The Treasury is angry with the Office for National Statistics (ONS). The prime minister is angry with the Treasury. The UK's European partners are angry with the prime minister. The prime minister is angry with the European Commission. And so it goes on.
The rows are all about the sudden news last week that Britain was being asked to pay an extra £1.7bn to Brussels as a result of revisions to the data on the British economy's performance going back for a number of years. (Depending on whom you ask, the number of years differs but it seems that they go back to the late 1990s.)
What is abundantly clear is the revisions are on an industrial scale, giving scope for all manner of conspiracy theories: was David Cameron ambushed by the Brussels Commission when he arrived at an EU summit that was supposed to be about climate change?
Was he ambushed by his own chancellor, George Osborne, who is known to be bored by European matters and may not have read his brief until the eleventh hour?
Well, as a long-time observer of both Whitehall and Brussels, your correspondent is more inclined to the cock-up theory. The last thing our European partners wish us to do is leave the European Union and they are well aware of the sensitivity of Cameron's position vis-à-vis the rise of Ukip.
While it has been blatantly obvious for a long time that Osborne would like to succeed Cameron as leader of the Conservative Party in due course, relations between the two are much more cordial than they ever were between Tony Blair and Gordon Brown. But it does look as though the chancellor was remiss in not alerting his prime minister to what was in store.
In a way the episode is a classic case of "comeuppance", or "pride comes before a fall".
The British government has been boasting about its recent growth performance and how much better it has been than that of the eurozone, although it brushes over the way that the economy "flatlined" for almost three years after the coalition took office in summer 2010 .
However, in addition to those statistical revisions that have so annoyed the Treasury, the calculations that lie behind the request for a higher net contribution also reflect the better performance of British economy in the last few years.

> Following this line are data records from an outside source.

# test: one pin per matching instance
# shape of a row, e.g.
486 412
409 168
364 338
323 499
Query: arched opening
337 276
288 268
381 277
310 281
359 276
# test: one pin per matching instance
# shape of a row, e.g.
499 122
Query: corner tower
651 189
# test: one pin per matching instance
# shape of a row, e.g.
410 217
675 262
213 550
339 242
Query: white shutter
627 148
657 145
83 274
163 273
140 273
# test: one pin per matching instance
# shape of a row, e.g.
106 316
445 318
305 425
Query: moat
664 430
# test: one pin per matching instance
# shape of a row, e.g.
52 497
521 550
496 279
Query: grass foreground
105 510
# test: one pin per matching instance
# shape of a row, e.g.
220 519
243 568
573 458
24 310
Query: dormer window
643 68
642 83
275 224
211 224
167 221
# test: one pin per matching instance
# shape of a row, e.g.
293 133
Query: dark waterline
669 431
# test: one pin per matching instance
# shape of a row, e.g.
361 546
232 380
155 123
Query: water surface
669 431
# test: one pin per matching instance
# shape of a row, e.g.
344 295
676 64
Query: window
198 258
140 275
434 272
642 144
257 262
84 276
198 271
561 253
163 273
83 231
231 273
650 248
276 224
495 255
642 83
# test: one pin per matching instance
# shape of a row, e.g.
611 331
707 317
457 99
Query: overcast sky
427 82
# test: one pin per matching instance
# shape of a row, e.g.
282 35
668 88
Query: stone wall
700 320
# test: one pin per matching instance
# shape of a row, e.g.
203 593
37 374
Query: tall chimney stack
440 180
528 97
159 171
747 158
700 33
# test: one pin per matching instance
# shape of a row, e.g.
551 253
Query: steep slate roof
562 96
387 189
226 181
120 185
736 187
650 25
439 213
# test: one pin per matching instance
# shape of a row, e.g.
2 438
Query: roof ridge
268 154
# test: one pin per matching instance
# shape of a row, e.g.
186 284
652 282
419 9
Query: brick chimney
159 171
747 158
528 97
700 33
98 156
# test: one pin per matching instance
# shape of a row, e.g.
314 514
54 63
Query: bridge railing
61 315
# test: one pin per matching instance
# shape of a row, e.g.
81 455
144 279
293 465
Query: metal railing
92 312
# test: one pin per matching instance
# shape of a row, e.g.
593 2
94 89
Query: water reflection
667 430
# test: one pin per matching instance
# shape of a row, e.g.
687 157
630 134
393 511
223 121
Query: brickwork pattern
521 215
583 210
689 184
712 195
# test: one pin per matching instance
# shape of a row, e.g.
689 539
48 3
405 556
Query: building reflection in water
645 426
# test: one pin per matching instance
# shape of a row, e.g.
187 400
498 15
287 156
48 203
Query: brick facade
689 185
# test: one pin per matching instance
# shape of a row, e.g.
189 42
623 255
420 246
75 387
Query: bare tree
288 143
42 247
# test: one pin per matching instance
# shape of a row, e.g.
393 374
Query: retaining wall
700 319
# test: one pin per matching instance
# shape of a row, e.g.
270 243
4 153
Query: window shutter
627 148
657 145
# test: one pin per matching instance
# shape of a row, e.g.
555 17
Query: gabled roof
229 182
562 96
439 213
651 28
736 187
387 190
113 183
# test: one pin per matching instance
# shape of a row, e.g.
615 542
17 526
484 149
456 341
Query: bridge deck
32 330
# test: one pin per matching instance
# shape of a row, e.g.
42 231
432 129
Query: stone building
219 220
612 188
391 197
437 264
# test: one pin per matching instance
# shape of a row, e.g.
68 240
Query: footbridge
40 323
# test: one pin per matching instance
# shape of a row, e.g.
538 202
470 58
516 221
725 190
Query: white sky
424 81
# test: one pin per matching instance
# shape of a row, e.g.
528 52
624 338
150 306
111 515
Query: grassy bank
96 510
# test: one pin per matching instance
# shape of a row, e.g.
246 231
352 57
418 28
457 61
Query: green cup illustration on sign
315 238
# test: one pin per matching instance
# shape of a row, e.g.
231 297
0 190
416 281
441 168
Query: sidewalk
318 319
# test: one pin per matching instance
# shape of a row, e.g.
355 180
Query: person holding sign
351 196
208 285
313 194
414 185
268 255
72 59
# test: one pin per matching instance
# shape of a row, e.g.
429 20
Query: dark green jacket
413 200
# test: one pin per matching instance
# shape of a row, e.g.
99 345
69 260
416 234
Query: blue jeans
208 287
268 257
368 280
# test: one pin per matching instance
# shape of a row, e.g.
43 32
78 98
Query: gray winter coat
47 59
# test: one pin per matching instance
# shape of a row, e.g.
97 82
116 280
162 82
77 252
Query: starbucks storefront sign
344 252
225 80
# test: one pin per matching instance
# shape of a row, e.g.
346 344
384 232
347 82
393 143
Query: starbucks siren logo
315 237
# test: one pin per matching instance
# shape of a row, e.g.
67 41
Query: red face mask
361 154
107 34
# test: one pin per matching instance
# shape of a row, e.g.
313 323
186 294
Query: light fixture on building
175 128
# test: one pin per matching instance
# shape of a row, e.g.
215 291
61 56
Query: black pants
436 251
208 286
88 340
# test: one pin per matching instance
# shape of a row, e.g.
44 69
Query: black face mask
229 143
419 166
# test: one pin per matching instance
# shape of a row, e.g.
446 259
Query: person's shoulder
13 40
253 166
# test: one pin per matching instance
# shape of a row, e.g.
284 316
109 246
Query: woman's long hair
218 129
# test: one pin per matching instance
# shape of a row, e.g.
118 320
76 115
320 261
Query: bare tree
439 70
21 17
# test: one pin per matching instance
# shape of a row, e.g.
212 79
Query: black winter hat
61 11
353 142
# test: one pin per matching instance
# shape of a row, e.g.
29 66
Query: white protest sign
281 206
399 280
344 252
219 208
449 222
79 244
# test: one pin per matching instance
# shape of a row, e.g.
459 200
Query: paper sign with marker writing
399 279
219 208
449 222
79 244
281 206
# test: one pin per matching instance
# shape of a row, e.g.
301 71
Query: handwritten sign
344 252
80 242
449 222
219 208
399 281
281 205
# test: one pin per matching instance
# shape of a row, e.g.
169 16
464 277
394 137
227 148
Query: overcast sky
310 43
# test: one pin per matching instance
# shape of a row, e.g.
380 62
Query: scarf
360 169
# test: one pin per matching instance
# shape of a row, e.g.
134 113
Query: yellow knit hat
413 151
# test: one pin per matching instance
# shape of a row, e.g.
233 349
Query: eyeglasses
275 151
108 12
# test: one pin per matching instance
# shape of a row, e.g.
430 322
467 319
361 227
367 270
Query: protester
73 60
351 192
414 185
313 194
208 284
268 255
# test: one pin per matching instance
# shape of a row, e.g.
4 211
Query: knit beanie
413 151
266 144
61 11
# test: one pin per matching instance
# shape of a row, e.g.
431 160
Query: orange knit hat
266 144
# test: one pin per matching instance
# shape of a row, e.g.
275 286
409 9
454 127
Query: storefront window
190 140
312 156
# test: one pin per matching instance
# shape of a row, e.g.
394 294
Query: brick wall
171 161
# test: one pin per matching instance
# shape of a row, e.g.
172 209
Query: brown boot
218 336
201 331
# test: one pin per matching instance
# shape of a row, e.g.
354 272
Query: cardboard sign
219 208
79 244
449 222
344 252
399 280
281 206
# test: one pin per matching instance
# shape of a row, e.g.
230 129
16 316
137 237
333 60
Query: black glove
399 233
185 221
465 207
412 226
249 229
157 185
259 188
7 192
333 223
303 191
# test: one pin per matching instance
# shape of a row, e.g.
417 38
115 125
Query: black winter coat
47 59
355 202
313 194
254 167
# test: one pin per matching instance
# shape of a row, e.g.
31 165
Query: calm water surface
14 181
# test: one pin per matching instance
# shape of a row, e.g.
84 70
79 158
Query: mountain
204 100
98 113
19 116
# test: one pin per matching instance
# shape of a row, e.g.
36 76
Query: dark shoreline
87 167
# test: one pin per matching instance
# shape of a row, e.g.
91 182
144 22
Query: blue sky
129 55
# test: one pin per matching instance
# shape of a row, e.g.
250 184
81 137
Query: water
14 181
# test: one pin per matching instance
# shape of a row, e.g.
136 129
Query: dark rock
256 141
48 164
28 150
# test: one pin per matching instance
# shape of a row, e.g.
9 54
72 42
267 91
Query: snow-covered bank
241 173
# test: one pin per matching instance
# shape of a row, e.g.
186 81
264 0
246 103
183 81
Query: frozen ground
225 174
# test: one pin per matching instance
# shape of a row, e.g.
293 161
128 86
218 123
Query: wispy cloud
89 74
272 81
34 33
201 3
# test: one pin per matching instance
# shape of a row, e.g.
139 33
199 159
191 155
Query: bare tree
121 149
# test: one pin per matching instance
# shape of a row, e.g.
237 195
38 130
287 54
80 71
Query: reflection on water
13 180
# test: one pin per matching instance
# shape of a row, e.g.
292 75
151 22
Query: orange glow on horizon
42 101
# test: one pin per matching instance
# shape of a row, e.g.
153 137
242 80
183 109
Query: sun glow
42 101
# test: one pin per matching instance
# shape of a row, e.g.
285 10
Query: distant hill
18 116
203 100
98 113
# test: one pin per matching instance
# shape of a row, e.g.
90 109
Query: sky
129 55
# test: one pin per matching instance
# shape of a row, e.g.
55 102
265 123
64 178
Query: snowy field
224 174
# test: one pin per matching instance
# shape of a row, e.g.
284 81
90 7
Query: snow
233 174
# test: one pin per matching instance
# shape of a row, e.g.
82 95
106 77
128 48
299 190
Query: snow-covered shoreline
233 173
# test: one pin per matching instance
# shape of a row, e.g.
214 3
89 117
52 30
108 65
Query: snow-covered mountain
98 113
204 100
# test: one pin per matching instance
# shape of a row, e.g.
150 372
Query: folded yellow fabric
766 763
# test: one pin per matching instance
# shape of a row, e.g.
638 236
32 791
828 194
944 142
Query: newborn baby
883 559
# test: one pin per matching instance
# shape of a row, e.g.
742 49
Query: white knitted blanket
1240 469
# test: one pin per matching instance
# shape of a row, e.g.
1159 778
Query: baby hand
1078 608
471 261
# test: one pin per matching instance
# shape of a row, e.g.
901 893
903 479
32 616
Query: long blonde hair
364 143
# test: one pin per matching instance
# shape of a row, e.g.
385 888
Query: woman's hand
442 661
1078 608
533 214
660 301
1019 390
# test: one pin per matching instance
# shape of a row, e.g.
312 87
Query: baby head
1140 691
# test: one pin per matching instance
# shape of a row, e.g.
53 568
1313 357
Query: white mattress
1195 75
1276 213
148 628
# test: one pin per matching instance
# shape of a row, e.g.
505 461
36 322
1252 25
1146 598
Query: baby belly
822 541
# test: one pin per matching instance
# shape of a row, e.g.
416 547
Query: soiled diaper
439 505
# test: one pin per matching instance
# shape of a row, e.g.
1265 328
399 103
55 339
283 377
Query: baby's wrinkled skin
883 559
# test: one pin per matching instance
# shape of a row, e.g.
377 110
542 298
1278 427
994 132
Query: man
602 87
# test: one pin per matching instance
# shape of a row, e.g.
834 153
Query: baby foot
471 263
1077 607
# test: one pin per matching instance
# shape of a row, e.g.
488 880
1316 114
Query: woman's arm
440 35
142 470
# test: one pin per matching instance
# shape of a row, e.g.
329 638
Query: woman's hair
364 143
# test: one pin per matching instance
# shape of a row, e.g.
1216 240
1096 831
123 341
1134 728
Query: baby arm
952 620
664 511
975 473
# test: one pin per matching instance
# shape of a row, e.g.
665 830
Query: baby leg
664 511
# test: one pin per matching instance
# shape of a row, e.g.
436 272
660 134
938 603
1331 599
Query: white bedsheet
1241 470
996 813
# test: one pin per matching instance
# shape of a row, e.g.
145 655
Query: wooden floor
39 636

This has given rise to all sorts of cheap jokes about how, although we boast about not being in the eurozone, we are now having to bail them out.
The British press, especially the predominantly eurosceptic newspapers, have made a meal of the £1.7bn figure, although the truth is this is the sum of a number of much smaller figures, amounting to some £150m a year. It turns out the UK underpaid these sums annually over an 11-year period before the National Income statistics were revised.
But the bad news for those of us who worry about the rise of Ukip is the angry way in which the prime minister has publicly reacted to the "demand" from the European Commission.
The fact is we owe the money under EU rules and one of the reasons why we are a net contributor to the Brussels budget is we are contributing to the financing of the east European economies for whose accession to the EU Britain fought harder than almost any other EU member.
Frightened of Ukip and his eurosceptical right-wing, Cameron seems to be moving closer and closer to an EU exit. And this from the leader of a party that fought for decades to win the right to join what was then called the European Community.
William Keegan is a journalist and academic who is the senior economics commentator at The Observer.